Exploring Our Industrial Heritage: Texas Oil (Part II)
The Permian Basin Petroleum Museum in Midland Texas showcases the deep heritage of our petroleum industry. From fossil formation to end consumer, its all here. Read all about it! (Part I starts here: Exploring Our Industrial Heritage: Texas Petroleum -Part I)
How Did the Crude Get There?
The Permian Basin, where all of this crude oil has accumulated, was once a warm, shallow sea. Sea life thrived there for over 200 million years. The life forms included not only fish and plants but also billions of microscopic creatures that absorbed energy from the sun into their carbon-based organic structures.
Layers and layers of these organisms lived and died and covered the seabed with organic matter. Over vast spans of geological time, sediment covered it too. The Permian Sea slowly dried-up, heated and pressurized. This process converted the once living organisms into crude oil and hardened the seabed above the crude, trapping the oil in a massive underground reservoir.
The Growing Demand for Oil
While the history of man’s usage of crude oil and oil drilling itself dates back nearly 2000 years, demand for oil changed over time as technology advanced. In earlier centuries, oil was indeed valuable, but not for the same reasons it is today.
In previous centuries, crude was primarily processed and separated into kerosene and sold as lamp oil. Horse drawn wagons delivered small tank carts full of kerosene to small towns and cities and it was used by people to light lanterns in their homes at night. As the kerosene was separated from the crude, the other oil byproducts, such as gasoline were disposed as unneeded forms of the product.
As the industrial revolution progressed, the demand for oil grew. Machine lubrication was a requirement for machine-based production. With the invention of the oil burner, Kerosene eventually became a standard source for home heating, replacing coal stoves. Finally, the invention of and mass production of the automobile drove the demand for gasoline to new never-ending heights of usage. Worldwide oil dependency was solidified.
Moving from the turn of the 19th century into the roaring 20’s and through the great depression, oil and gas demand transitioned from ‘convince products” to “required for human life products”. Oil and gas literally fueled the world’s industrial revolution and advanced humankind to new levels of existence.
Oil is a key component of plastics and after World War II, plastics became part of our daily lives. Today, petroleum-based products are now found in every facet of our modern society. The demand for oil is undeniable and seemingly unstoppable. Although we seek alternatives, there is no doubt that oil still fuels our modernization.
Think about it. The toothbrushes we use in the morning, the yogurt containers we eat from, the shoes we put on, the cars we drive, the roads we drive on, the computers we type at, the wall paint we look at, the roofs that protects us and the endless number of other products that all contain petroleum. Amazingly enough, our daily existence is tied to prehistoric sea life in the now liquid form of crude oil.
What About Your Factory?
Could your factory operate without petroleum-based products. I can say with certainty, that I have never been exposed to a manufacturing process that didn’t rely on some form of it. The scope of factory usage includes a wide range of forms, from the basic raw material components, cleaning products, fuel and machine lubricants. So not only do our households require an endless array of petroleum products, our factories and businesses do to. Like it or not, the fabric of our modern lives requires oil and gas products.

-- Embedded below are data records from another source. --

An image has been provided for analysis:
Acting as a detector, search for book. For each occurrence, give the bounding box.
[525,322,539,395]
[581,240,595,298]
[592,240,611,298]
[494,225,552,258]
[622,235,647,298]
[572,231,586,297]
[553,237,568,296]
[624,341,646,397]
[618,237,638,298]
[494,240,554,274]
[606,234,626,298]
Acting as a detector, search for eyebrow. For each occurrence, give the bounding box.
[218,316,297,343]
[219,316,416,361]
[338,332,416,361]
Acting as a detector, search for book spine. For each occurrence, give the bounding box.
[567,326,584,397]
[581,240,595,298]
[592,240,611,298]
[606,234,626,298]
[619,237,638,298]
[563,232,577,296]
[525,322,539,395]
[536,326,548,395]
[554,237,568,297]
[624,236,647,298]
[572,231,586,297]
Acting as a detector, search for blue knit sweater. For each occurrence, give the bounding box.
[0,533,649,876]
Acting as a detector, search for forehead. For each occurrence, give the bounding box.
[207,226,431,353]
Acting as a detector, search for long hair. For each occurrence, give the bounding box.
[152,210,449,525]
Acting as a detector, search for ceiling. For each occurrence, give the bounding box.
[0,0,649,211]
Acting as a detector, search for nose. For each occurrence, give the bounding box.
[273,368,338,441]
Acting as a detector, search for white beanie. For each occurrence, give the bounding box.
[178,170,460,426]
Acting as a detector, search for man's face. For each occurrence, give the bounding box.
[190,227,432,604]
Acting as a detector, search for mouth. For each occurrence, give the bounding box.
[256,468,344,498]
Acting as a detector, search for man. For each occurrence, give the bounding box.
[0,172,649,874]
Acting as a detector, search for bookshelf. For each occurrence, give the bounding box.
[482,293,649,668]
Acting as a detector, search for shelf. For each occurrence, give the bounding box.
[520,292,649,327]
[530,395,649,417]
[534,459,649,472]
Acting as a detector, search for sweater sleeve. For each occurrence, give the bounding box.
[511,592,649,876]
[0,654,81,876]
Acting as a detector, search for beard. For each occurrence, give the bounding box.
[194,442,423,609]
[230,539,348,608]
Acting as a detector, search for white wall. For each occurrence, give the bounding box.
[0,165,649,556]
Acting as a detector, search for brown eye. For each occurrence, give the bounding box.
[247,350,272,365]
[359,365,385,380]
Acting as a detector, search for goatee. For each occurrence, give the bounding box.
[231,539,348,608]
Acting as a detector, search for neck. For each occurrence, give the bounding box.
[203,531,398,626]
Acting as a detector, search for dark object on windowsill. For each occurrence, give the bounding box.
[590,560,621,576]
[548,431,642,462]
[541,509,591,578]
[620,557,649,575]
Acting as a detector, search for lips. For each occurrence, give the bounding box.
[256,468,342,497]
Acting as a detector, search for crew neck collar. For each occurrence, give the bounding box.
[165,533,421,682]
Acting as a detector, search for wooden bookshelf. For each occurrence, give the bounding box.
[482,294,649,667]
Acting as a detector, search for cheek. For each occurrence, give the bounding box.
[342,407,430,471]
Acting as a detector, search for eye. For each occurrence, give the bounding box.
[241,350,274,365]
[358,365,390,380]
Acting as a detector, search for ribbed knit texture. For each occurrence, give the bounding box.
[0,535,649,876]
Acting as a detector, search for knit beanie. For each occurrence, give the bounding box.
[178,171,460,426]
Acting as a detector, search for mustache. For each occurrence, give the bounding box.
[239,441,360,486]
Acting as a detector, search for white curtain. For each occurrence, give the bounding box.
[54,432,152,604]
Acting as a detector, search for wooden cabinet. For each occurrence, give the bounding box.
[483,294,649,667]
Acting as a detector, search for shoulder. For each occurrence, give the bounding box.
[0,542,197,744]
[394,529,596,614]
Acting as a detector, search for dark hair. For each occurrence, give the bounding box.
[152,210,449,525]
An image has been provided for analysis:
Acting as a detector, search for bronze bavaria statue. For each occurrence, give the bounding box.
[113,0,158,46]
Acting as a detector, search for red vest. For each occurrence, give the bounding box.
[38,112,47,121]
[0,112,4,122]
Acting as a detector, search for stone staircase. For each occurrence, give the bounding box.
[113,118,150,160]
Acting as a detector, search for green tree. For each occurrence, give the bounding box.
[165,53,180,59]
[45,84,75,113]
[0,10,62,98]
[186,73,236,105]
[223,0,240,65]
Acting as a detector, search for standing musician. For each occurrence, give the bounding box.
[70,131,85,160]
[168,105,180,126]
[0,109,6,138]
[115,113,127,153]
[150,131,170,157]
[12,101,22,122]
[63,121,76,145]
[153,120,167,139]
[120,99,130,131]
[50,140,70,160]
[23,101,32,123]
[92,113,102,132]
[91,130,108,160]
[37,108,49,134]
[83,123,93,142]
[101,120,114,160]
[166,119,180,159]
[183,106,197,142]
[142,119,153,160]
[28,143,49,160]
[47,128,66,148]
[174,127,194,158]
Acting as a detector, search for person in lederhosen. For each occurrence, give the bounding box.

Exploring the Process from Crude to Usable
If you work in manufacturing, then you know that every process looks simple on the surface, but with high-volume processing and finished product variety, comes manufacturing complexity. Petroleum processing is no different. There is complexity at every step in the process.
At the top level, it’s simple. Drill for oil, transport it, separate the products, convert the products, treat them and ship them. I’m sure you can appreciate the complexities involved in each of these steps though.
Drilling alone starts with simply finding the oil and finding the oil requires experts, specifically knowledgeable geologists. Then comes the complexity of drilling 11,000 – 16,000 feet down into the earth, through a variety of bedrocks using diamond hard drill bits. Skilled drillers do this work. The refining process requires teams of engineers including not only degreed petroleum engineers, but chemical engineers and mechanical engineers as well. The supply-chain logistics of the entire process has its own level of complexity too. Maintaining a steady flow from drilling and through refining to customers worldwide requires the relentless attention of an army of supply chain managers.
Let’s face it, we all take our petroleum products for granted. We want what we want when we want it. When gas prices are high, it hurts us and we complain. We like to demonize the oil companies and their executives. At times, our complaints are warranted but ultimately, we should appreciate the conveniences that petroleum provides us and the people who provide it.
Is It Sustainable?
I don’t think we will ever totally divorce ourselves from fossil fuels. But I hope and believe that we can develop technologies and alternatives that will reduce our demand for it. But regardless of our future and the place petroleum holds within that future, it will always be the cornerstone of our industrial heritage.